Chaque prévision météorologique découle d’une manière ou d’une autre d’un modèle informatique qui a effectué une simulation de l’atmosphère. De façon très simplifiée, le modèle est d’abord initialisé de façon à fournir une image la plus fidèle possible de l’atmosphère réelle. Il résout ensuite un jeu d’équations différentielles non-linéaires afin d’anticiper la façon dont celle-ci devrait évoluer au cours des heures et jours à venir. Étant donné que les équations ne peuvent pas être résolues analytiquement, elles doivent être discrétisées spatialement et temporellement – i.e. l’atmosphère est découpée en petites « boîtes ». Chaque grand centre de prévision possède son modèle. À l’heure actuelle, le plus performant d’entre eux est celui du Centre Européen pour les Prévisions Météorologiques à Moyen Terme (CEPMMT), nommé IFS pour Integrated Forecasting System.
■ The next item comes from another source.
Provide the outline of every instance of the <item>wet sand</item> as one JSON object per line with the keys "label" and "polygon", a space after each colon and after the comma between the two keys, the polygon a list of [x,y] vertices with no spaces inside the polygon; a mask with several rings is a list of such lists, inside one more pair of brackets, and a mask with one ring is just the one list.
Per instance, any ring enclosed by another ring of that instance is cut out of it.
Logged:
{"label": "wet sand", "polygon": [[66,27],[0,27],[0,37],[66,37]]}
Si le problème semble assez simple de prime abord, il nécessite en fait la présence d’un réseau mondial d’observation et une puissance de calcul formidable*. Le déploiement, le maintien et l’exploitation d’un système d’observation à l’échelle du globe est déjà une entreprise gigantesque en soi. Elle nécessite notamment une coopération forte entre les différents pays, car l’atmosphère n’a pas de frontières. En conséquence, pour produire une bonne prévision météorologique plusieurs jours à l’avance sur une zone donnée, des observations sur tout le globe sont nécessaires.
Quant aux ordinateurs utilisés pour fabriquer l’état initial et simuler l’évolution future du temps, ils se placent parmi les plus puissants au monde. En effet, la météorologie est constamment à la recherche de la capacité de calcul la plus élevée possible, tant le problème posé est complexe. Au fil des années, les performances des ordinateurs ont rapidement augmenté, ce qui explique en partie l’amélioration des prévisions qui se chiffre à hauteur d’un jour tous les dix ans. Par exemple, la prévision actuelle à 6 jours est aussi précise que celle à 5 jours il y a dix ans de ça.
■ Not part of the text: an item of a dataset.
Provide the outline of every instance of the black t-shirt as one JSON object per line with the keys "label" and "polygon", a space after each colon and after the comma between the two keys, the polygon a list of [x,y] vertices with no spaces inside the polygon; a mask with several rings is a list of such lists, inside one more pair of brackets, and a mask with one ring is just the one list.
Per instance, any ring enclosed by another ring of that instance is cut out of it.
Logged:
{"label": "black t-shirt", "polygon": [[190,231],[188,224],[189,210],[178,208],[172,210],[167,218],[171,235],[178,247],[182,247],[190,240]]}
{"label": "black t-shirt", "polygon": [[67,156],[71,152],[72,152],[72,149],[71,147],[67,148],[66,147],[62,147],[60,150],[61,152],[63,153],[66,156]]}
La prévision du temps, une révolution scientifique silencieuse
Lorsque l’on considère l’important degré de turbulence, les très nombreuses interactions et la vaste gamme d’échelles spatio-temporelles mises en jeu, il parait presque miraculeux d’arriver à anticiper avec autant de succès le comportement de la fine couche d’air qui entoure notre planète. Les résultats actuels sont sans aucun doute bien au-delà de ce que pouvaient espérer les scientifiques de la première moitié du XXe siècle – bien que les bases théoriques sous-jacentes étaient déjà énoncées. Aujourd’hui, les modèles à très haute résolution arrivent à reproduire avec fidélité l’évolution de structures de fine échelle, telles que les ondes de reliefs ou l’éclosion de cellules orageuses.
Le développement de la prévision du temps est donc un profond et réel succès scientifique. Dans le cas présent, on peut parler de révolution silencieuse car elle s’est faite continûment, portée par une compréhension et un développement technologique plutôt progressifs – avec peu de percées physiques fondamentales. Les implications de cette science sont pourtant colossales et sont d’autant plus considérables que, du point de vue informatique, la complexité de la tâche est comparable à une simulation du cerveau humain. En conclusion, une meilleure connaissance de l’histoire de la prévision météorologique et de la façon dont elle est produite, plutôt que d’inspirer à la banalité – parfois la défiance -, pourrait laisser place à l’étonnement… Et à plus d’humilité compte tenu de la dimension faramineuse du processus.
* En plus, bien entendu, d’une compréhension physique des phénomènes afin de les mettre en équations.